Beyond Caption-Based Queries for Video Moment Retrieval
New architecture fixes critical 'decoder-query collapse' issue plaguing current video AI models.
A research team led by David Pujol-Perich has published a CVPR 2026 paper revealing critical flaws in current Video Moment Retrieval (VMR) systems and proposing a solution. Their work demonstrates that models trained on descriptive captions fail dramatically when faced with real-world search queries, suffering from a 'language gap' due to linguistic under-specification and a 'multi-moment gap' when queries reference multiple events. The researchers created three modified benchmarks from popular datasets to expose these weaknesses, showing existing DETR-based architectures degrade significantly outside their training context.

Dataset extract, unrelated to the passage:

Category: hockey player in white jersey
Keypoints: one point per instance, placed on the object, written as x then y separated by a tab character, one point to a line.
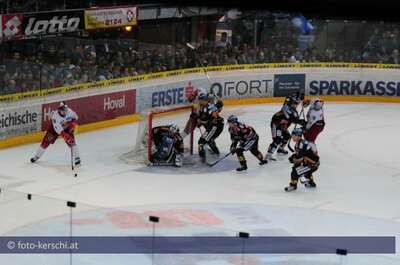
63	123
315	119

The team identified 'decoder-query collapse' as the core technical problem, where architectures become ineffective at handling multi-moment queries. Their solution involves architectural modifications that increase active decoder queries, resulting in performance improvements of up to 14.82% mAP_m on standard search queries and 21.83% mAP_m specifically on multi-moment queries. This work represents a significant step toward practical video search systems that understand natural human queries rather than requiring perfectly descriptive captions, with implications for video editing, content moderation, and media analysis tools.
- Identified 'decoder-query collapse' as key failure in DETR architectures for multi-moment video queries
- Created three new benchmarks showing up to 21.83% performance gap on real search queries
- Architectural modifications improve multi-moment search accuracy by 21.83% mAP_m over existing methods
Why It Matters
Enables practical video search with natural language queries instead of requiring perfectly descriptive captions.